The goal of LogisticEnsembles is to perform a complete analysis of logistic data. The package automatically returns 36 models (23 individual and 13 ensembles of models)
Installation
You can install the development version of LogisticEnsembles like so:
devtools::install_github("InfiniteCuriosity/LogisticEnsembles")Example
This is a basic example which shows you how to solve a common problem:
library(LogisticEnsembles)
Logistic(data = SAHeart,
colnum = 10,
numresamples = 2,
how_to_handle_strongs = 1,
do_you_have_new_data = "N",
save_all_trained_models = "N",
remove_ensemble_correlations_greater_than = 1.00,
use_parallel = "N",
train_amount = 0.60,
test_amount = 0.20,
validation_amount = 0.20)Each of the 36 models returns a probability between 0 and 1. Each of the 36 models fit the data to the training set, make predictions and measure accuracy on the test and validation sets.

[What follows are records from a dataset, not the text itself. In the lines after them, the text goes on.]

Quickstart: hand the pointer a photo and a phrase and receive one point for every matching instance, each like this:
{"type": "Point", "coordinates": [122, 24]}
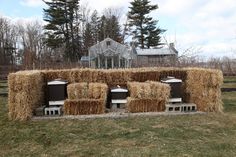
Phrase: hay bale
{"type": "Point", "coordinates": [145, 105]}
{"type": "Point", "coordinates": [203, 89]}
{"type": "Point", "coordinates": [77, 90]}
{"type": "Point", "coordinates": [25, 94]}
{"type": "Point", "coordinates": [84, 107]}
{"type": "Point", "coordinates": [147, 96]}
{"type": "Point", "coordinates": [86, 90]}
{"type": "Point", "coordinates": [149, 90]}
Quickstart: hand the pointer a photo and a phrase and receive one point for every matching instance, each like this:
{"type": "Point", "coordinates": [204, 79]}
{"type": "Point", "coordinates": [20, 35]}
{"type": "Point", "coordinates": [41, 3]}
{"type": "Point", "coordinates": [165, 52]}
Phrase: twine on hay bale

The list of 36 logistic models:
- ADA Boost
- Bagged Random Forest
- Bagging
- BayesGLM
- BayesRNN
- C50
- Cubist
- Ensemble ADA Boost
- Ensemble Bagging
- Ensemble C50
- Ensemble Gradient Boosted
- Ensemble Partial Least Squares
- Ensemble Penalized Discrminant Analysis
- Ensemble Random Forest
- Ensemble Ranger
- Ensemble Regularized Discrminant Analysis
- Ensemble RPart
- Ensemble Support Vector Machines
- Ensemble Trees
- Ensemble XGBoost
- Flexible Discriminant Analysis
- Generalized Additive Models
- Generalized Linear Models
- Gradient Boosted
- Linear Discrmininant Analysis
- Linear Model
- Mixed Discrmininant Analysis
- Naive Bayes
- Penalized Discrminant Analysis
- Quadratic Discrmininant Analysis
- Random Forest
- Ranger
- RPart
- Support Vector Machines
- Trees
- XGBoost
The 13 plots automatically created by the package are:
- Target vs each feature (multiple barcharts)
- Boxplots of the numeric data
- Over or underfitting barchart
- Duration barchart
- Overfitting by model and resample
- Model accuracy barchart
- Accuracy by model and resample
- Accuracy by model
- ROC curves
- Pairwise scatterplots
- Correlation of the data as circles by color and size
- Correlation of the data by color and number
The tables and reports automtically created: 1. Summary report. This includes the Model, Accuracy, True Postive, True Negative, False Positive, False Negative, Positive Predictive Value, Negative Predictive Value, F1 score, Area under the curve, overfitting min, overfitting mean, overfitting max, and duration. 2. Data summary 3. Head of the ensemble 4. Correlation of the ensemble 5. Correlation of the data 6. Head of the data frame
The package also returns all 36 summary reports, alphabetical by model.